The biggest issue, says Wong, was in deciding whether to focus the designs on the good that the company does (it pays guaranteed prices above the Fair Trade premium, for example) or on the quality of its products. “They have a very loyal customer base,” partner Phil Carter says. “They could almost put the product in a brown paper bag and those people would still buy it. We wanted something distinctive to attract others.” Carter Wong researched a number of routes and, though women apparently found the concept somewhat threatening, the studio managed to persuade Cafédirect to go with a redesign centred on the tools used by its growers. “This one polarised opinion,” Carter says. “A lot of people didn’t understand why the tools were on the pack, but if it can get people talking then it’s done its job.”

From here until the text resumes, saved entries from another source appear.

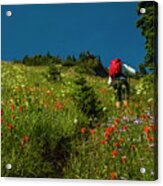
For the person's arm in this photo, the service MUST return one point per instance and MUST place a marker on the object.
(130, 71)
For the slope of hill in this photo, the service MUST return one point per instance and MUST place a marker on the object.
(46, 134)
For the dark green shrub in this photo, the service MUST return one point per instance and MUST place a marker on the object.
(86, 98)
(54, 73)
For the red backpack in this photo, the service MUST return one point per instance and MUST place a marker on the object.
(115, 68)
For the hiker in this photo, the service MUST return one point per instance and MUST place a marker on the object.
(119, 74)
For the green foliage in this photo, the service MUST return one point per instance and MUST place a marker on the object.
(86, 98)
(47, 132)
(39, 60)
(70, 61)
(89, 64)
(142, 69)
(54, 73)
(148, 24)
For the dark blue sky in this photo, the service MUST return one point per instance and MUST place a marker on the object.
(105, 29)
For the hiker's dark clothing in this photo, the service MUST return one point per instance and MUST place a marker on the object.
(121, 84)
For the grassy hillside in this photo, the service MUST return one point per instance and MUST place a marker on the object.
(46, 134)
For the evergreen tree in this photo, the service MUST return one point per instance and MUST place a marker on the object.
(149, 29)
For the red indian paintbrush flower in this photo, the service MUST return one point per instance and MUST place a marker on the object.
(10, 126)
(123, 159)
(21, 108)
(146, 129)
(12, 107)
(26, 138)
(115, 144)
(93, 131)
(121, 139)
(82, 130)
(103, 141)
(124, 127)
(116, 120)
(114, 153)
(132, 147)
(113, 175)
(143, 116)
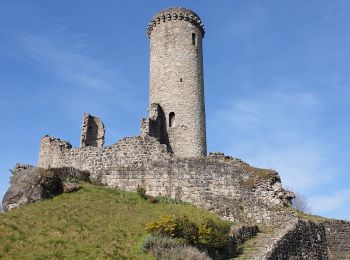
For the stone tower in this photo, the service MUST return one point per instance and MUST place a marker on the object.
(176, 80)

Phil Carter plus another designer from the studio headed off to Uganda with photogapher John Millar for the shoot but, though hospitable, the local growers didn’t quite grasp the idea initially. “They kept wanting to show us the view,” Carter says. “And they didn’t seem to have any of the tools that we were hoping for. We were getting a bit worried so we started rummaging in the offices and the storerooms. Thankfully we found some and realised that it was actually going to work.” Among the treasures uncovered were a machete with a handle made from a cow’s tail (rejected for looking too gruesome) plus, discovered on a second shoot in Mexico, a curious bird-shaped instrument used to pull down tall branches.
All were shot inside a tent that Millar had brought along in order to control the lighting. (“He’s very resourceful in awkward locations,” says Wong of Millar. “He always seems to like lying on the floor.”) Each of the implement’s owners was also photographed – they appear on the back of the relevant pack. In addition, the Carter Wong team interviewed them to provide quotes which feature on the front of the packs with each grower’s signature underneath (scanned from samples which had to be gathered, literally, in the field).
With the first of the packs about to hit the shops, Wong admits to being nervous. Cafédirect’s sales have, he says, dipped during the past 18 months. If the new packs succeed, those featured may be able to afford shiny new tools to replace the battered, if rather photogenic, stars of the designs.